No se puede creer, digo, que Vox quiera empezar por algún lado su tarea política, porque ya venía de origen marcado por el negacionismo de la violencia contra las mujeres, explícito en su propuesta de derogar las leyes correspondientes. Verde y con asas. La línea de actuación es clara: socavar la credibilidad de estas unidades, soplar el aliento en el cogote de sus empleados, para que sepan que van a por ellos, y de paso conseguir que las víctimas se sientan más inseguras a la hora de pedir ayuda. Se intenta extender el descrédito, ese ruido populista de barra de bar, a partir de ahí, hacia toda la reivindicación que el feminismo ha construido con tanto esfuerzo. Hay a quien le recuerda la terrible ofensiva que el PP de Madrid desató contra la medicina de cuidados paliativos del doctor Montes, a quien acusaron incluso de supuestos crímenes, que se demostraron falsos.

En todo caso, no se puede olvidar que su líder regional, Francisco Serrano, tiene un bufete abierto en el que trabaja con estos casos, declarado compatible por la nueva mayoría del Parlamento andaluz. No hay que ser un lince para adivinar cómo se puede beneficiar de todo ello. Está muy bien que se escrute el trabajo de las unidades de violencia de género, que se mejoren y se optimicen. El problema en ellas no es de falta de preparación, sino de escasos medios.

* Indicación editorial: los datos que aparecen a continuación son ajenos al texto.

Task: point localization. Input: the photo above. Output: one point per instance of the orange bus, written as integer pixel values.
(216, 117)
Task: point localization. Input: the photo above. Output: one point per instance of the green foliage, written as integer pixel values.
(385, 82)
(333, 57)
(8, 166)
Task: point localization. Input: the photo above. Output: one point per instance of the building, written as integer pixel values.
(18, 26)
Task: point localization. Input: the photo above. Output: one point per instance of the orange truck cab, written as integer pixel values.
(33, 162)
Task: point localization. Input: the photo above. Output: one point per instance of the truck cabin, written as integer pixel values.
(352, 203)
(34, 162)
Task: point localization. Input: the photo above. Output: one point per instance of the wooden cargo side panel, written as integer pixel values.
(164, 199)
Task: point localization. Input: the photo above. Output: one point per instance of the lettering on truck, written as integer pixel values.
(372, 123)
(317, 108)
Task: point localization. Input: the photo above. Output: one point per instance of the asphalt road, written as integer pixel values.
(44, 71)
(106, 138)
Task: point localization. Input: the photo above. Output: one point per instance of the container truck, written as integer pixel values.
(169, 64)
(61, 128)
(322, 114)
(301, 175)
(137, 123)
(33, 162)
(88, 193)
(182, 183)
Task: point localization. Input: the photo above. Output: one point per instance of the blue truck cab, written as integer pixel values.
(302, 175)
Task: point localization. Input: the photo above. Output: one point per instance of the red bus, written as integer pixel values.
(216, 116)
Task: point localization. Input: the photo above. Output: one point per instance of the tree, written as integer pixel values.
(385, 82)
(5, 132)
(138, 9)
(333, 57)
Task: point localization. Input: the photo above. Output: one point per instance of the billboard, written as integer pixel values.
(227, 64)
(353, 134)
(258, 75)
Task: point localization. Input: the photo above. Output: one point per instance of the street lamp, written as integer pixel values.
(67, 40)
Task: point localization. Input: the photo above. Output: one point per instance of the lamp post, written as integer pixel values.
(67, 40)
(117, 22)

Hay incluso un informe del Defensor del Pueblo que lo denuncia. No es que la calificación de las víctimas se haga al alza, que se regale, como sugieren los ultras, sino que por el contrario se deniegan y retrasan más de lo debido porque no cuentan con medios suficientes para hacer bien su trabajo. De hecho, algunas mujeres asesinadas habían sido calificadas como de bajo riesgo, por cierto sin que haya pasado nada, que sepamos, con sus evaluadores.

El Gobierno andaluz de PP y Cs tiene aquí una ocasión de oro para desmarcarse de facto de este negacionismo ultra: dotar mejor a estas unidades y extender la especialización en violencia de género a toda la cadena, empezando por la judicatura y siguiendo con fiscalía, policías, etc., e incrementar la actividad para dar certidumbre a las víctimas de que serán acompañadas y ayudadas. De no ser así, Vox ya habrá ganado.